General Electric plans to set up a new manufacturing plant at a potential investment of up to $50 million in India, where it also intends to hire 3,000 people for its technology centre here, senior company officials said on Thursday.
"... Between $10 million and $50 million," he told reporters when asked about the investment for the plant, which is planned to manufacture products from across its businesses.
The Vice-President and Managing Director of the GE India Technology Centre, Sanjay M Correa, said GE also is keen to hire 3,000 people for its India Technology Centre, which currently has a 5,000-strong workforce, in the next three years.
The 1.1 million square feet centre here, GE's first and largest integrated multidisciplinary research and product development centre outside the US, elebrated its tenth anniversary on Thursday.
This centre, for which the company has invested $175 million, has so far filed more than 1,000 patents, out of which more than 140 have been granted.

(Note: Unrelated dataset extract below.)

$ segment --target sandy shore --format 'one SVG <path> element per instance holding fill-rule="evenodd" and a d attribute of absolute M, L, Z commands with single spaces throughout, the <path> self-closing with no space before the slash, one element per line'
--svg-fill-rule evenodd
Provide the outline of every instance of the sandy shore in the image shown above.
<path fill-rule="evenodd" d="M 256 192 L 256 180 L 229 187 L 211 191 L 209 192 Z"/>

Correa said the technology centre here is working on key technologies that will help roll-out products in areas such as healthcare and energy, such as generators using bio-mass, high-density batteries, hybrid locomotives and thin-film solar and digital pathology, in the coming months.
Flannery said that GE, a leading infrastructure, healthcare and financial services company, will foray into the nuclear power business in India as the market develops in the country.
GE India, which employs 12,000 people across India, earned $1.6 billion in 2009, comprising local sales, exports and joint venture revenues. GE Global Research Senior Vice-President and Director Mark M Little said the company plans to open a technology centre in Brazil.